Carte du monde avec la projection Mercator

-WIKIMEDIA COMMUNS

BRUXELLES, 4 février (EUROPA PRESS) –

Un groupe de députés européens a appelé la Commission européenne à abandonner l'utilisation de la projection cartographique Mercator, alléguant qu'elle présente un biais « colonial », et à établir des « projections cartographiques équitables » comme norme, recommandant aux États membres de s'y joindre.

Dans une pétition adressée au commissaire à la Culture et à la Jeunesse, Glenn Micallef, dirigée par le député européen des Communes Jaume Asens, sept parlementaires ont déclaré que la projection Mercator – créée en 1569 pour la navigation – surdimensionnait la taille de l'Europe et de l'Amérique du Nord, tout en « réduisant considérablement » celle de l'Afrique et de l'Amérique du Sud.

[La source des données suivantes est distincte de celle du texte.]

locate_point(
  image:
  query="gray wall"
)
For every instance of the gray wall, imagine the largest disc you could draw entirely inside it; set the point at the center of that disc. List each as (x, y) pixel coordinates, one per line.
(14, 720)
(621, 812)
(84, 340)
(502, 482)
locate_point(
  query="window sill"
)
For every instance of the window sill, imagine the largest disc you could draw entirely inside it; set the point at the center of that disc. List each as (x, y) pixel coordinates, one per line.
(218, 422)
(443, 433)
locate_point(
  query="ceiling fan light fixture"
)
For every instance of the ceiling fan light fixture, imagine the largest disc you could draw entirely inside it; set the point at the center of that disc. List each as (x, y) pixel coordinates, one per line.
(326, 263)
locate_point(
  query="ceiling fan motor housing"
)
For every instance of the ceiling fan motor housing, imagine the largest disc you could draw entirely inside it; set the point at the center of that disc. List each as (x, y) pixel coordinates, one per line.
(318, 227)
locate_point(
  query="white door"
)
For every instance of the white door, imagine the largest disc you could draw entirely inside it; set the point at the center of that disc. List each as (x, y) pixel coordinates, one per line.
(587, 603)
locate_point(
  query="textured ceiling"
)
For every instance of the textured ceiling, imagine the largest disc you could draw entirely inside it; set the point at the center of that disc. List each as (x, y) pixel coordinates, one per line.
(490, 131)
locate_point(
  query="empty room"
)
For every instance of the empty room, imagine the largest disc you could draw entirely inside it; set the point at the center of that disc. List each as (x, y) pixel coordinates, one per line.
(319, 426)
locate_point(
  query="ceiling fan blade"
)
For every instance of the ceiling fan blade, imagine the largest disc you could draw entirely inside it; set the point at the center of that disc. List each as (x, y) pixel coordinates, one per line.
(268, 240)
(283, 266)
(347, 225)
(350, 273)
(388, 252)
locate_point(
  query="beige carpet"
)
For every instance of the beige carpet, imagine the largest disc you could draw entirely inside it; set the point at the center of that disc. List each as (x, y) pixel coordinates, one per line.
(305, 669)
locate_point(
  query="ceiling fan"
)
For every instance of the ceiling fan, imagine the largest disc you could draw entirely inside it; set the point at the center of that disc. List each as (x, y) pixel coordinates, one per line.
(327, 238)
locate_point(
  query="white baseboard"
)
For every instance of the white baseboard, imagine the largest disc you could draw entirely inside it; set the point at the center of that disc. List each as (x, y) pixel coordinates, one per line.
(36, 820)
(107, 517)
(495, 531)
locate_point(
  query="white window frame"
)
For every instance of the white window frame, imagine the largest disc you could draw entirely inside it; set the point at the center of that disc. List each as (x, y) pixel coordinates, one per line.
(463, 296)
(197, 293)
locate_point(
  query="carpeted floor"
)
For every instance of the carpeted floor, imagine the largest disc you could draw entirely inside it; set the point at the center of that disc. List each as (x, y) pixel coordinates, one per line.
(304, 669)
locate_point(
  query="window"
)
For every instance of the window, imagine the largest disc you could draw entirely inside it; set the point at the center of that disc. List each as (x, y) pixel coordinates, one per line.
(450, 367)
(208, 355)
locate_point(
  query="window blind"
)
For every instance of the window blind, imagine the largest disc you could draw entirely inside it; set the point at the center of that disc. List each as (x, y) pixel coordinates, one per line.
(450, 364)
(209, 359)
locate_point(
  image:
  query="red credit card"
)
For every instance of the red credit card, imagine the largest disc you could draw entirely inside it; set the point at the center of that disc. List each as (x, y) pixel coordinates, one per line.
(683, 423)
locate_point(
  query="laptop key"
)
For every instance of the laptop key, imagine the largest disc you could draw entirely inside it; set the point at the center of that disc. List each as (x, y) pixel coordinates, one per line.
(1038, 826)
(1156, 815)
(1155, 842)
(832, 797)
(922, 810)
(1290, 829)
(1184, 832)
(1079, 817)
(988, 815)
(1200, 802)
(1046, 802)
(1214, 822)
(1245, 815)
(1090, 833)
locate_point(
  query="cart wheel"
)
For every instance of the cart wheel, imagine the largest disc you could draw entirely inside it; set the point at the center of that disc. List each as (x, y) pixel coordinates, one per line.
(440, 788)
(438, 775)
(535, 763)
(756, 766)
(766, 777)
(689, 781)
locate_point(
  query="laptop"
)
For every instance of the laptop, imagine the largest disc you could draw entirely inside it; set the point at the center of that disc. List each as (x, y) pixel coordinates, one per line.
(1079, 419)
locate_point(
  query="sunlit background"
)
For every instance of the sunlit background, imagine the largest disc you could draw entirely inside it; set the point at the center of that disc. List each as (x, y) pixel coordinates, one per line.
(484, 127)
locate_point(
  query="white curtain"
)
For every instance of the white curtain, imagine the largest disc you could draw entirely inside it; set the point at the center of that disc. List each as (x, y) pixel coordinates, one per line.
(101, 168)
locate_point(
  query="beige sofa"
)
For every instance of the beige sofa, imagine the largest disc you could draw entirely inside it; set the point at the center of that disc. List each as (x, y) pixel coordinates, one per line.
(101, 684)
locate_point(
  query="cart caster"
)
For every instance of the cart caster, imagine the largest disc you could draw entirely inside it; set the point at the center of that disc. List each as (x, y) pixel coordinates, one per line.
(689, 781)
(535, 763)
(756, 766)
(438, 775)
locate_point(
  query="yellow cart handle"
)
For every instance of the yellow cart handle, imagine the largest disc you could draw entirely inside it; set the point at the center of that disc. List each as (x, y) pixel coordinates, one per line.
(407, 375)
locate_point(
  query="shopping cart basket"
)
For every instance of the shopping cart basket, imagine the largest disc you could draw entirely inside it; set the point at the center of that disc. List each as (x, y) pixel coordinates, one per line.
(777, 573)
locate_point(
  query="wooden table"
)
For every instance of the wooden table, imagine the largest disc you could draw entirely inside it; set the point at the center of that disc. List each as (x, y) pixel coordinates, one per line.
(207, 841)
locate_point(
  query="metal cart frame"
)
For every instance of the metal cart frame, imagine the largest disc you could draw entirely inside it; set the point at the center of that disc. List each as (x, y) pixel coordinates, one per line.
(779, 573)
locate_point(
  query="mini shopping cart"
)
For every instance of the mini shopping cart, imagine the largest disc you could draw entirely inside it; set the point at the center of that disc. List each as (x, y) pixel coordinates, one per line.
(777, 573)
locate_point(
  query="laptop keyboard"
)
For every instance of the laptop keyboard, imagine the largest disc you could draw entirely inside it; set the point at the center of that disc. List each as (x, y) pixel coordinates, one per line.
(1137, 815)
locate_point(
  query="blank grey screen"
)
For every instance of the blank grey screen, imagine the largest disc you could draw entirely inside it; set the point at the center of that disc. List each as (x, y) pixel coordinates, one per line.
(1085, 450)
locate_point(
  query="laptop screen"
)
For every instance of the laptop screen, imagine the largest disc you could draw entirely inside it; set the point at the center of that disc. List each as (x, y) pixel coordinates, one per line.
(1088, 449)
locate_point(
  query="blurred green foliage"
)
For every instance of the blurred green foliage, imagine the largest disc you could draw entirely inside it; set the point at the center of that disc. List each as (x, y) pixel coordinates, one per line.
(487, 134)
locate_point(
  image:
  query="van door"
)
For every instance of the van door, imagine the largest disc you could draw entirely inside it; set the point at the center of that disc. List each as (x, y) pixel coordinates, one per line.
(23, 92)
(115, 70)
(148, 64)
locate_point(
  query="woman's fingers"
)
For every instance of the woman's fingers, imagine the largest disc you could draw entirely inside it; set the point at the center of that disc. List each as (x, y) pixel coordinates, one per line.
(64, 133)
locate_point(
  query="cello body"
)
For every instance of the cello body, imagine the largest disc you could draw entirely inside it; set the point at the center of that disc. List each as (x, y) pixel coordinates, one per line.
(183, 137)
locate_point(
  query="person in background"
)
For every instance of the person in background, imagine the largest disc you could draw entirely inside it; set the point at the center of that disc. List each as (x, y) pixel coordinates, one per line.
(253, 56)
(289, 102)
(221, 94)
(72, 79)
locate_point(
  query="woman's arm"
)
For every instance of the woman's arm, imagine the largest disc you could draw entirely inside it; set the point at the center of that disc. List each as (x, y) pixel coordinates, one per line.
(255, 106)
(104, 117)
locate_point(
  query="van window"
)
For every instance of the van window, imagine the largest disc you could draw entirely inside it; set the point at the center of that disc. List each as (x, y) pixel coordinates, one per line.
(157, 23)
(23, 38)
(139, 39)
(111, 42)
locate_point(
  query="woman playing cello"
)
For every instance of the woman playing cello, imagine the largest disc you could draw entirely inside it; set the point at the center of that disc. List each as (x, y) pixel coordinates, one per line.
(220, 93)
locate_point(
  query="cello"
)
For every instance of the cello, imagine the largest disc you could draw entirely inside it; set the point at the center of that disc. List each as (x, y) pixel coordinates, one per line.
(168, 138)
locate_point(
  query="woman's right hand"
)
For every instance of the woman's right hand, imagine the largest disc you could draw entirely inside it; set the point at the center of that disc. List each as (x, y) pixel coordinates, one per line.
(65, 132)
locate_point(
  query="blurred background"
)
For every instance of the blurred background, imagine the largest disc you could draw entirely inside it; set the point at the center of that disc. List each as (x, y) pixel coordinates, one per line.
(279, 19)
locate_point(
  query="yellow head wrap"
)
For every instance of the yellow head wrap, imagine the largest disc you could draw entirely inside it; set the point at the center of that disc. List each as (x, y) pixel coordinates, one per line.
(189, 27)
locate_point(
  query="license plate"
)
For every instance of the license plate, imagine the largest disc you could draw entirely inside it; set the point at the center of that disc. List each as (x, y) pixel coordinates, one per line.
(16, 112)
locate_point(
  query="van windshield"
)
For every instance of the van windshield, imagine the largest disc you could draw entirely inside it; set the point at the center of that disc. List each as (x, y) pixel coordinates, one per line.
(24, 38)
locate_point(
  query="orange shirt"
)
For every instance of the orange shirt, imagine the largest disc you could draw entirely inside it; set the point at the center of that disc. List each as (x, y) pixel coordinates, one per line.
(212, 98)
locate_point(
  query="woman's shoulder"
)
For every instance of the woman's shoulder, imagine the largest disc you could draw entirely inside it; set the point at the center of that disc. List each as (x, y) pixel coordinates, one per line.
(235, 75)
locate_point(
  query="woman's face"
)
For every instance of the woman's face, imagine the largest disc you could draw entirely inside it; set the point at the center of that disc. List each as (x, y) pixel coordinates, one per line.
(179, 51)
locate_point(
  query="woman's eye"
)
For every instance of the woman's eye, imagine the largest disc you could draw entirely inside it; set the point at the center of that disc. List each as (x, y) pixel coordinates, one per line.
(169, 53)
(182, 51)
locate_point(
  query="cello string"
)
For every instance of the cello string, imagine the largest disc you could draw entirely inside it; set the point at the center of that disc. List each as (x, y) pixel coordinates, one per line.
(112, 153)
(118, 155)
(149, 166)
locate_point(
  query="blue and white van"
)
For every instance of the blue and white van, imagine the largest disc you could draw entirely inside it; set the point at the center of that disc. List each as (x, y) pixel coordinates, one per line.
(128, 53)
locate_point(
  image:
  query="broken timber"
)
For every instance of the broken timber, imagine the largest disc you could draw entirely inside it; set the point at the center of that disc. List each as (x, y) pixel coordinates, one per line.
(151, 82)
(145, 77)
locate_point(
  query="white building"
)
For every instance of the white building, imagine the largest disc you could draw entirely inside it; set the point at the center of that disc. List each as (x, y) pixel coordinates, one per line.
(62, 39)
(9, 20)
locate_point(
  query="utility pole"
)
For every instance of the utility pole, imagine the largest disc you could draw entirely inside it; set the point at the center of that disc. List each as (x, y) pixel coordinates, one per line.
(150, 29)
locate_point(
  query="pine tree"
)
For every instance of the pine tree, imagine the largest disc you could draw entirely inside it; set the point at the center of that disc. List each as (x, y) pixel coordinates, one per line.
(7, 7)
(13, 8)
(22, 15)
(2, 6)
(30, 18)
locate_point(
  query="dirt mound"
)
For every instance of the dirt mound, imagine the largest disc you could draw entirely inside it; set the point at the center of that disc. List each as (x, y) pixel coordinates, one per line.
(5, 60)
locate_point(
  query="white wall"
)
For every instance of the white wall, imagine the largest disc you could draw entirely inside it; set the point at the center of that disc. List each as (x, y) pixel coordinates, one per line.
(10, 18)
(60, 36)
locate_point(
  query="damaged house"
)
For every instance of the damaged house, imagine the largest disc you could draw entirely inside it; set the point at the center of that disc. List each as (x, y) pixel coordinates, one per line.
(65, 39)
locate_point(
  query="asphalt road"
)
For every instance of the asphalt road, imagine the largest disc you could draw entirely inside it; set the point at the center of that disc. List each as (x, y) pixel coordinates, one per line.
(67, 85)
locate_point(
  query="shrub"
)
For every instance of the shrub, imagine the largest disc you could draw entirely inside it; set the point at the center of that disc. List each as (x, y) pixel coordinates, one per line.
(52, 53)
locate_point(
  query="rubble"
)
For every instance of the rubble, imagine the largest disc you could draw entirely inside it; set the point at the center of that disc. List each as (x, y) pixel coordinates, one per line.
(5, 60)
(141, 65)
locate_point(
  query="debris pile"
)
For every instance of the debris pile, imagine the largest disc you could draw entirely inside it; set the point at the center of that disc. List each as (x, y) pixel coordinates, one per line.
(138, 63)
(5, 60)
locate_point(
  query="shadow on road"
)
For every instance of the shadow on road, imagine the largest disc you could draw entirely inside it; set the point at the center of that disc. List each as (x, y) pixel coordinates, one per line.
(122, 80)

« Cette distorsion n'est pas seulement technique ; elle a un profond impact symbolique sur les perceptions géopolitiques et éducatives de générations entières », ont-ils indiqué dans leur lettre, dans laquelle ils soulignent la nécessité de « promouvoir des cartes plus équitables qui reflètent la réalité mondiale ».

Ils ont spécifiquement proposé l'adoption de projections telles que « Equal Earth » dans les documents officiels et éducatifs, car cela positionnerait l'UE « comme un pionnier du 21e siècle », promouvant « la pensée critique, la conscience mondiale et les valeurs d'égalité parmi la jeunesse européenne ».

C'est pourquoi ils ont demandé au commissaire d'élaborer des « lignes directrices de bonnes pratiques » pour l'utilisation de projections cartographiques « équitables » dans les communications institutionnelles et les projets éducatifs européens.

Ils ont également appelé la Commission à appliquer ces projections dans ses publications et sites Internet, « établissant une norme pour toutes les institutions de l'UE », et à émettre « des recommandations non contraignantes aux États membres sur le matériel pédagogique, dans le respect de leurs compétences nationales ».